More Beethoven and new
piano music at Music for Meditation on March 4
|Beethoven painted in 1815 by Joseph Willibrord
Over the last few weeks I've continued to indulge my obsession with playing Beethoven, and engaging the help of my friends in pursuing this practice. At Music for Meditation on Sunday, March 4 at 5 PM at Christ Church in North Conway, listeners can enjoy the results of this playing. Chris Nourse and I will play Beethoven's sonata for violin and piano number 10. Amy Berrier and Chris will play a set of duets written by Beethoven for bassoon and oboe, but beautifully rendered on violin and viola. Amy and Ingrid Albee will share some lovely music by Peter Schickele—from his more serious frame of mind.
I'll also be sharing a fragment of a new piano piece I'm composing. Lately, it's been my practice to devote some of my music-making time each day to “asking the universe” for whatever comes next in the piece of music I'm composing. I find this to be a powerful way to tune in to the creative force that sends me music. I know that sounds pretty far out, but it is the clearest description I have for where the music comes from. I do not experience it as coming from me—I experience discovering it.

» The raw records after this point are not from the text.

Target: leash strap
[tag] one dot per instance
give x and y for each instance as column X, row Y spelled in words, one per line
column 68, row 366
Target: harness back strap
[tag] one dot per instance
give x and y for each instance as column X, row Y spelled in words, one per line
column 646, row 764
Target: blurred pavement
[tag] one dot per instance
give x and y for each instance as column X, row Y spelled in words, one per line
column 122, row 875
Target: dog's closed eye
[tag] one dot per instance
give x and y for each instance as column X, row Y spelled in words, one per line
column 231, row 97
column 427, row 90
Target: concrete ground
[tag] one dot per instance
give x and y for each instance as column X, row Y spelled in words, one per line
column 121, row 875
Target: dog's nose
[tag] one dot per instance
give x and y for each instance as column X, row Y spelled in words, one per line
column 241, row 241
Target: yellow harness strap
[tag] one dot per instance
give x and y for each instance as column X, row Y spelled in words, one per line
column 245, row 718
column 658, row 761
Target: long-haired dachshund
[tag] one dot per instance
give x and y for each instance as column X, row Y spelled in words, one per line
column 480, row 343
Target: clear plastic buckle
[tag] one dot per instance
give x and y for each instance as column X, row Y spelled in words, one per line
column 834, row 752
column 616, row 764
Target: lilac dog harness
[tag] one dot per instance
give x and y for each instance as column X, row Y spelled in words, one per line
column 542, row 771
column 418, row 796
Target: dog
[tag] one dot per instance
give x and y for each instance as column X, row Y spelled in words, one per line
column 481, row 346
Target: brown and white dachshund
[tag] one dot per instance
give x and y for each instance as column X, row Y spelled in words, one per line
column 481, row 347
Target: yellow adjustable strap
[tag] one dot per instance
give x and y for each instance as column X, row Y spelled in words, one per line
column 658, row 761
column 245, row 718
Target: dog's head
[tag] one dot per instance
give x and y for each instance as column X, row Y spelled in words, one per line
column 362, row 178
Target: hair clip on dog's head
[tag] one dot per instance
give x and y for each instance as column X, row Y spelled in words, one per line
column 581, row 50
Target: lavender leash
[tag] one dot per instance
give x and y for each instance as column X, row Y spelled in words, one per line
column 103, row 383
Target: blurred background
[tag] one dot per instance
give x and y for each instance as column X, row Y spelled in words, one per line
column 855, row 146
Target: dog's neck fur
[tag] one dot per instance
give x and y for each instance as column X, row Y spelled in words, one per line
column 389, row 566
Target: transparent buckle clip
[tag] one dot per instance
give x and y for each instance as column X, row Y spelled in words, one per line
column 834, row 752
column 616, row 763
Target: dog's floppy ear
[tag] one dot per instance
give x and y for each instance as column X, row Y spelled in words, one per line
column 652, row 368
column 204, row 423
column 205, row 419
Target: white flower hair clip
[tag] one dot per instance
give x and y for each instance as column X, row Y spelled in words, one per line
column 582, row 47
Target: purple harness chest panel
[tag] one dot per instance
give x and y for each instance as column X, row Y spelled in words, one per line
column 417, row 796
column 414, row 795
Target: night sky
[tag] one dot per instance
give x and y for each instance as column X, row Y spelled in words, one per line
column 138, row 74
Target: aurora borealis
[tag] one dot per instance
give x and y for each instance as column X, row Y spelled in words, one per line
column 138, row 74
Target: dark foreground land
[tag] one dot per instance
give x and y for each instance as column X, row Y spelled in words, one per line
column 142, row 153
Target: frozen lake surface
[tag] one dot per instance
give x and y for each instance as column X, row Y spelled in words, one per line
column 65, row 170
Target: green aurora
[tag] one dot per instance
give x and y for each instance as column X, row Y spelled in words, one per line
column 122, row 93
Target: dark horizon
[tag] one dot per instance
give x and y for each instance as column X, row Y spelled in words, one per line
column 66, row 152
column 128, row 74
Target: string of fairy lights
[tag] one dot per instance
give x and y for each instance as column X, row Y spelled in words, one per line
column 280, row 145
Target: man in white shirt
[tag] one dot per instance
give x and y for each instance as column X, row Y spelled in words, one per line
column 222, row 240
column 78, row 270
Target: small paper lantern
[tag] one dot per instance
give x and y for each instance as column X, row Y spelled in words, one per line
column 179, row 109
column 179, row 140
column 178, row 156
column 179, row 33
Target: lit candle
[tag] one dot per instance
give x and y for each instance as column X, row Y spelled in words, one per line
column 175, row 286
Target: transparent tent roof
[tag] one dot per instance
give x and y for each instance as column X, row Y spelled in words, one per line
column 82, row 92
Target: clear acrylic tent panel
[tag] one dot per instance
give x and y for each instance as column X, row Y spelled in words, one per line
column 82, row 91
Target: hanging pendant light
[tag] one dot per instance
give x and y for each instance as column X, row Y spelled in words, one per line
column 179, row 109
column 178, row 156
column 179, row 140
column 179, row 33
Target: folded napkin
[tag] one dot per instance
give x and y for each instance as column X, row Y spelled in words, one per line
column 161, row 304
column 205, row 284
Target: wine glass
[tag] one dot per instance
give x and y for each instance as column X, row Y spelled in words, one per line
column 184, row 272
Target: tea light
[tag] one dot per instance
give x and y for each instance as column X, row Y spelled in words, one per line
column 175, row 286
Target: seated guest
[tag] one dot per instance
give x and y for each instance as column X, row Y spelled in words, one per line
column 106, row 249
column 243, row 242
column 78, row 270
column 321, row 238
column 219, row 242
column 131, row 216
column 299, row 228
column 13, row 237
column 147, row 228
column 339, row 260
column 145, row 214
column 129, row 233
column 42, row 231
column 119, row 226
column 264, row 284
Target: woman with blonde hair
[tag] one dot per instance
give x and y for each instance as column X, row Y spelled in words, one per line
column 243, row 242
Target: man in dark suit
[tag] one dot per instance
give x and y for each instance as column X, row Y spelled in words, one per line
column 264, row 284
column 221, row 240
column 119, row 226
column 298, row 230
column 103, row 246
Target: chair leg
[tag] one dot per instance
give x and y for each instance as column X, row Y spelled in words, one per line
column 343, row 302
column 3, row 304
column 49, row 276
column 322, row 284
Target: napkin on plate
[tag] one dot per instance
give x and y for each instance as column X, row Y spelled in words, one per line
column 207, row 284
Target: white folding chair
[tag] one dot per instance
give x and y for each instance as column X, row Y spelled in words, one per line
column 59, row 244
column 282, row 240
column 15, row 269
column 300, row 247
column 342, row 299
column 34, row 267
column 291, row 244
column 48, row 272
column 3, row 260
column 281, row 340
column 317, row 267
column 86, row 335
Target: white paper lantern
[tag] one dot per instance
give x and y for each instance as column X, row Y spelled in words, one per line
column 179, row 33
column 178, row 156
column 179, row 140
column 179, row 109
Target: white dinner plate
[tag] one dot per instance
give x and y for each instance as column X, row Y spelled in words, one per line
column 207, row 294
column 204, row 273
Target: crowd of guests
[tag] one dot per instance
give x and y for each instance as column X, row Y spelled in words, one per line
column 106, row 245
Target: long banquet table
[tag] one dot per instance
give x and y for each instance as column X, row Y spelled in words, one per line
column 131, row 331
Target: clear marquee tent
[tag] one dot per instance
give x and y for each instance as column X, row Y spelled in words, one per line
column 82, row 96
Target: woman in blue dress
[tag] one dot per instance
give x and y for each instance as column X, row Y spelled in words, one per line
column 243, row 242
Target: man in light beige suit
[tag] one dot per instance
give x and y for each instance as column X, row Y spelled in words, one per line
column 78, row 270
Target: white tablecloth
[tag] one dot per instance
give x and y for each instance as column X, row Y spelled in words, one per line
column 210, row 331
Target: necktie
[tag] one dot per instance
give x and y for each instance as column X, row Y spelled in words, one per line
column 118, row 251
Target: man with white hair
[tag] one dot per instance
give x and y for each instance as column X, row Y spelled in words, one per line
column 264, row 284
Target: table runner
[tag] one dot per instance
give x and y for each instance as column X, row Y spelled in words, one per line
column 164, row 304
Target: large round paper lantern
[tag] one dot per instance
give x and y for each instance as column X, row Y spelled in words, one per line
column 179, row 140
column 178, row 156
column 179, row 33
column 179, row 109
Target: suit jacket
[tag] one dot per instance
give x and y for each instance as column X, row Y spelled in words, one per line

Historically, I've been fascinated with the structure of music and the structure of other things—like sunflowers and broccoli florets. Since I was introduced to it in college by Casey Carter, I've loved thinking about the fibonacci series. This series was dreamt up by a 12th century mathematician named Leonardo Pissano who wrote about it in his book liber abbacci. In case you want to know more, you can study this diagram or listen to this entertaining TED talk by Arthur Benjamin.
I've tried using the fibonacci series to structure compositions before. I've often been disappointed with the results as too intellectual to be comprehensible to the ear on a first hearing. Recently, though, I found myself writing something using lots of repeated patterns. I decided to try using the fibonacci numbers as a structural device again. This time, I'm enjoying the results. I'll be playing part of this new composition for solo piano called Differentiation. This piece is structured using the fibonacci series. However, there are elements of melody that break out of that mathematical structure and become more organic. These melodic elements might be thought of as designs that connect the rectangles with immediately comprehensible phrases.
I've long found that immersing myself in nature is a source of inspiration for me. But lately I've been unable to take my customary walks in the woods. I have found plenty of inspiration in this mathematical pattern. Perhaps looking into the mathematical realities that surround us works in the same way as going out to observe the lichen on the bark of trees, or the form of snowflakes. I hope my listeners will receive some of the same beauty that's evident to me when I'm lost in my process of discovery.